A couple of weeks ago we received a call from a friend telling us that his wife had not felt well all day and had just vomited what looked like blood. Since Collie is a nurse, he wanted to know if they should go to the hospital, or wait until morning. Collie advised immediate evaluation at our local hospital’s emergency room.
When they arrived at the hospital her blood pressure was only 84/54 and she was looking “pretty ashen”. The triage nurse assured them she would be seen by the MD immediately. Since they are not yet members of the national health care insurance system (CAJA), he used her passport number to register her which only took minutes to collect her name, passport number, phone number, and place of residence.

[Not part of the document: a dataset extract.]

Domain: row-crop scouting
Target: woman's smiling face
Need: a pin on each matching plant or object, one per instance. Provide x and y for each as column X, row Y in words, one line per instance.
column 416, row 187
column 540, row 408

In less than 5 minutes she was evaluated by the MD who immediately admitted her for observation, intravenous fluids, lab work, and nasogastric tube to monitor for continued bleeding. The plan was to have the gastroenterologist perform a diagnostic endoscope in the morning, unless the bleeding did not stop. Then an emergency scoping would be done.
Upon returning from completing the admitting paperwork, our friend had some challenges in finding out what was going on with her. Fortunately the patient is fluent in Spanish, so when finally he was able to see her, she was able to tell her husband what the plan was. She already looked much better after getting some IV fluids on board. They had explained to her that continued bleeding might require transfusion (s). That wasn’t necessary. They were also prepared to send her to San Jose if a different level of care was required.

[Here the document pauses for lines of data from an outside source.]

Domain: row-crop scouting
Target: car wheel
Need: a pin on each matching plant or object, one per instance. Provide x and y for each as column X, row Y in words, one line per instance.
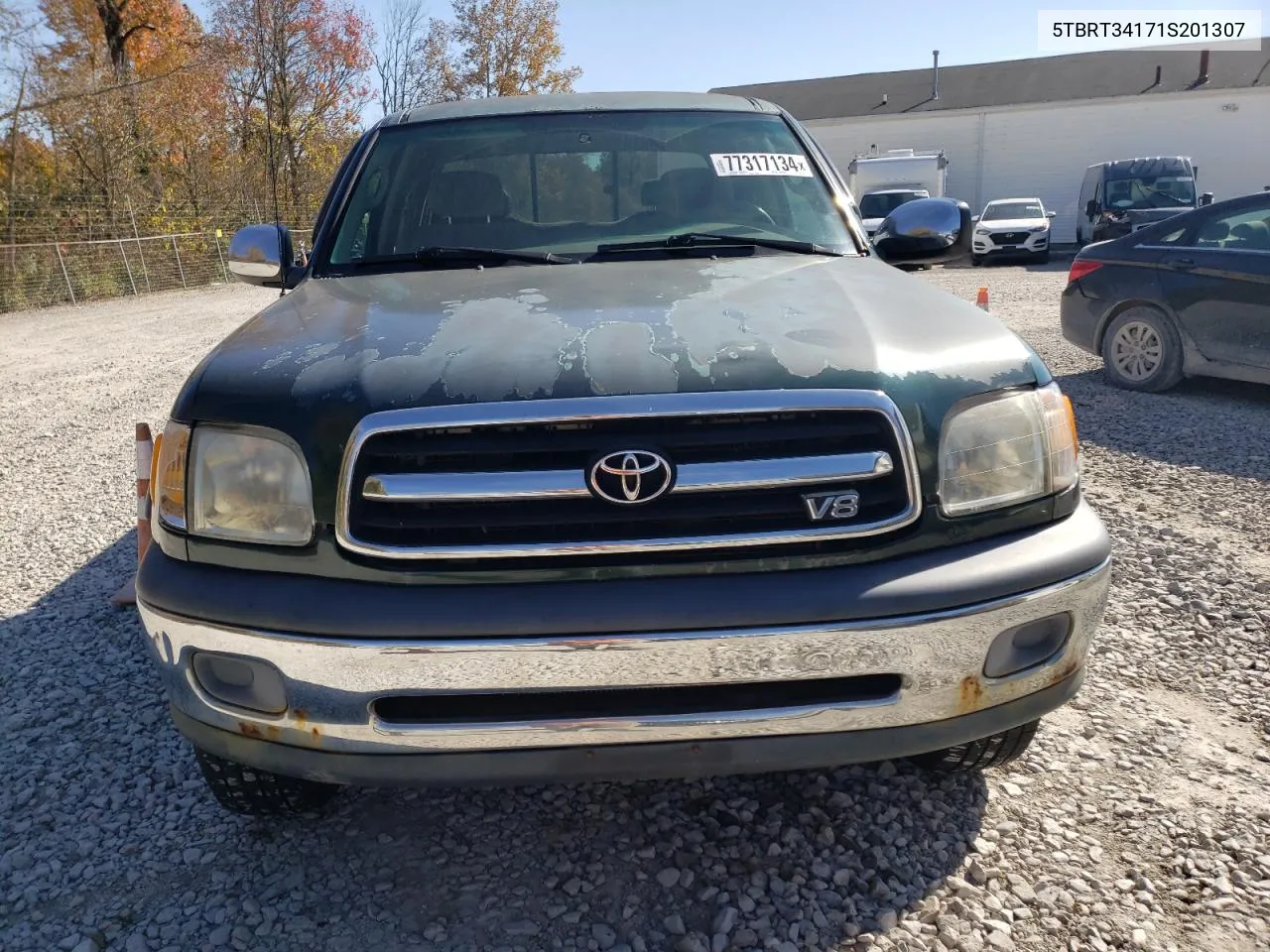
column 1141, row 350
column 253, row 792
column 996, row 751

He went home and returned to the hospital the next morning. Some other friends met him there. Trying to find out where she was was challenging. After checking various stations one “tough nurse shook the facts loose” and found her right where she was the night before in the observation area. They were advised that they couldn't see her because she was getting a test done and to come back in about 1 hour. Upon their return a new receptionist was on duty and told them that visiting hours were over. Their friend had to “strong arm the receptionist” to let him get in to see her. She looked much better, was still on saline drip, nasogastric tube gone since the bleeding stopped during the night; and she was waiting to get the scope done. She had a shower and was feeling better. No timetable for the scope, just "soon".

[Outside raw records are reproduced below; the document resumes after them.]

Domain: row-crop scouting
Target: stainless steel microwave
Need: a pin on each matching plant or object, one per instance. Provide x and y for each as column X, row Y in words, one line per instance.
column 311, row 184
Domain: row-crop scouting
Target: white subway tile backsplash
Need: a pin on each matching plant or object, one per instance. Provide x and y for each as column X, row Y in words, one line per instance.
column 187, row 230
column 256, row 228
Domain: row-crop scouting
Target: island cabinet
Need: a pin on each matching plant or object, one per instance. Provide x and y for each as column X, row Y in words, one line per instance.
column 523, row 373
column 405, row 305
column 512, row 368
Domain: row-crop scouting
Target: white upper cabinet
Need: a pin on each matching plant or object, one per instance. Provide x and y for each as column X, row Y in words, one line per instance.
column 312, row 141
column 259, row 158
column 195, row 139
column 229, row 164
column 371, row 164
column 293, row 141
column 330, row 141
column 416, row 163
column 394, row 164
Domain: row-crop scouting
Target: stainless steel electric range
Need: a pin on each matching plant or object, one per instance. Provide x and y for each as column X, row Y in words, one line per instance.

The gastroenterologist scoped her about 11 AM and found erosive gastritis and the bleeding had already stopped. She was deemed ready for discharge with prescriptions for a proton pump inhibitor and antacids and advice to decrease acidic foods and return for lab work.
Then they tried to pay the bill. Apparently there isn’t a system of a charge slip detailing the procedure codes and supplies which can be then compared to a charge master sheet to compile a bill. No one seemed to know what to charge. They experienced a “run around” during which they were shuffled back and forth. Finally they just had to tell the cashier which services were received, who still didn’t know what to charge. At last (about an hour later) the supervisor arrived and upon hearing the services told the cashier that the “private pay” charges would be 103,000 colones (Approximately $200). This bill included the emergency MD evaluation, overnight in the observation area, IVs, three prescriptions, Gastroenterologist evaluation and gastroscope procedure, lab work including the follow-up labs. Their friend suggested that it is common with private pay patients to just leave, let the hospital sort out the bill, and they will call you by phone to come pay the bill later. But they decided to stay and take care of it. They had to wait for the prescriptions anyway which was about a 2 hour wait at the CAJA pharmacy. So, shortly after getting the hospital bill paid, they were able to pick up the meds and head home.
In summary, she was well cared for without any delay. The treatment was appropriate for a medical emergency. She was stabilized, observed, and had a diagnostic procedure. She is getting follow-up care this week, which is likely to include some additional diagnostics. What I find to be different is the level of communication. It is probably more like medicine was years ago in the USA; the MD just told people what was wrong and what the treatment was. There wasn’t much if any dialogue about options for treatment or the patient’s wishes. Here explanations are not offered, but upon questioning, information is forthcoming. I don’t think the culture is as demanding of the medical staff as we are in the USA. The concept of partnership between a patient and physician has not entered the consciousness of the culture.
The lack of well defined systems and a customer service culture were only evident after the emergency was over. The actual wait times and customer service levels vary greatly across the system. We’ve heard of ridiculous wait times for screening procedures at some facilities, yet here in San Ramon wait times are about what I’ve experienced in the states or in some cases remarkably less. One of my friends here feels that the service provided by the CAJA isn’t much different from what she (she is a RN also) experienced in the Seattle area. I have nearly always worked for organizations that excel at customer service and provide high quality care, so I have high standards. The system here isn’t perfect. We have the option of seeking care or second opinions outside of the system for which we would pay out of pocket. The CAJA costs about $45/month for two of us. That includes everything without any co-pays. There is no way we could have retired early and stayed in the US. Even with a subsidized retiree medical through my former employer, the cost would have been prohibitive.